The notice has led to widespread controversy online.

"To prevent cars from hitting people, should we prohibit driving on the highway and lock our cars in the garage? The local government should spend more time on establishing animal protection laws and regulations and strengthening civilized pet laws and regulations," one netizen commented on Sina Weibo, receiving 589 likes.

"Please vigorously punish the people who break the law rather than killing small animals who are innocent," another netizen called.

A senior official from Weixin county told a reporter that the government attaches great importance to public opinions on the regulations for dogs, and was calling for multiple departments to discuss the matter. "City management needs a standard, but everything should be regulated according to the law," said the official.

Some people questioned if the policy is legal and in accordance with the rule of law.

"The national law stipulates that a dog is a citizen's private property, and local regulations cannot overstep the national law to directly destroy a citizen's property," one netizen argued on Weibo.

With the improvement in living standards, more and more families in China are keeping pets. However, incidents of pet dog injuries have occurred frequently in recent years.

An elderly man and a child were seriously injured by two dogs in Dalong Square in Leiyang, Hunan Province, in 2017. In September, an 8-year-old girl was mauled by a big dog in Nanchang, Jiangxi province.

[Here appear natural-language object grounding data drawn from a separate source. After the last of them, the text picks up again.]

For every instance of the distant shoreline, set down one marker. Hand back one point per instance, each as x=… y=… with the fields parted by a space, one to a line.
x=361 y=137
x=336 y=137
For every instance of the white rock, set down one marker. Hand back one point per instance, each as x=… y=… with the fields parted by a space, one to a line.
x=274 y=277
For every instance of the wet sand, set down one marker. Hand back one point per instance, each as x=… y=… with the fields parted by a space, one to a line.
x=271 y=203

Nearly half (49.2 percent) of dog-owning households have been involved in incidents in which their dogs harassed or attacked other people, and 38.6 percent of respondents have experienced an intrusion or attack by a dog, according to the Minxing District Civilized Dog Network Questionnaire Survey Report released by the National Bureau of Statistics in 2019. 

In Weixin county, there have also been incidents of injuries from dogs, and the public security department is said to be concerned about this issue. "We respect dog owners and dog lovers, but they should not hurt others. We have had cases of children being bitten by dogs here, and it is an issue that needs to be regulated by all parties," the officer told a reporter.